In recent years I've done a deep dive into the research and clinical practices relating to trauma. I've begun a 3-year training in Somatic Experiencing (SE), a powerful trauma healing modality. And, I've been doing my own trauma healing work with an SE therapist for nearly a decade. What I am seeing is this: when we view almost any human experience through the lens of trauma, it looks different. When we understanding what trauma does to the body and the mind, everything makes more sense. We begin to understand WHY.

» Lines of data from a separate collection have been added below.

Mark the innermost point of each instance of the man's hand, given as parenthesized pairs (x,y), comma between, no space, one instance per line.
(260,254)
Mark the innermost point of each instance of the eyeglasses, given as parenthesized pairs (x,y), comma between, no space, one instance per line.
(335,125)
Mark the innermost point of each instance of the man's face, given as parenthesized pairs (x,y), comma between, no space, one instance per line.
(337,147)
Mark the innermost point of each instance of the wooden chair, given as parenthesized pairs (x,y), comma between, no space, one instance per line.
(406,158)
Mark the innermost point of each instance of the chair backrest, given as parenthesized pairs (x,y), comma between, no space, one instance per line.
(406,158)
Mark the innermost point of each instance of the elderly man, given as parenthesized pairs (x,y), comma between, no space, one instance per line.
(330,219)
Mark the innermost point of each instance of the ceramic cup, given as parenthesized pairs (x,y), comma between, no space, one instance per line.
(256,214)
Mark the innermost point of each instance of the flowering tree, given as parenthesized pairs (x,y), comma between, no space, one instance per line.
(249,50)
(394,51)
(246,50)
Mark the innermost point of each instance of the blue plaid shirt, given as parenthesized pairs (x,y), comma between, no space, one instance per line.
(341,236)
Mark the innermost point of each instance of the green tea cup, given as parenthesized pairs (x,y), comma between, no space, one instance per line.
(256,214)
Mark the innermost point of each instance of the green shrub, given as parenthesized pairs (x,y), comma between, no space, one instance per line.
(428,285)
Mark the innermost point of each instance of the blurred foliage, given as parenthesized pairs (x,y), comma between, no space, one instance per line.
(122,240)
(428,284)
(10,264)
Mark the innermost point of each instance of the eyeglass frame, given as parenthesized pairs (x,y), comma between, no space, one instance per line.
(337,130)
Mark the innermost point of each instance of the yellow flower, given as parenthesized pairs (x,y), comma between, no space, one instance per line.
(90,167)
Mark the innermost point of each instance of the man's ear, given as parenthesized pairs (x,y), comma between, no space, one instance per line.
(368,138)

Trauma is a word both underused and overused in our culture. It is underused in the sense that harmful experiences are dismissed as "little t trauma" or as not traumatic at all. It is overused in the sense that just about anything can be called traumatic, whether it actually is or not.
So what is trauma? Trauma is NOT what happens to a person. Trauma is not the event or experience itself. Trauma is what happens INSIDE a person when something painful happens to them. It's a particular way the the body or the heart get injured, and emotions and energy get trapped, when a person is rendered powerless (or left alone and helpless) in the face of harm. The nervous system gets rewired to distrust cues of safety and become hypervigilant to cues of danger. The nervous system is doing it's job, which is to protect us. When we experience something painful, and we can't fight back or flee, we have no one to talk to about it, no one to acknowledge our feelings, it registers in implicit memory and in the tissues of the body. The nervous system mobilizes to, above all, make sure you NEVER have to feel something like that again. It keeps you safe. It also steals your vital life force and disconnects you from yourself, maybe just a little, maybe a lot. Sometimes completely.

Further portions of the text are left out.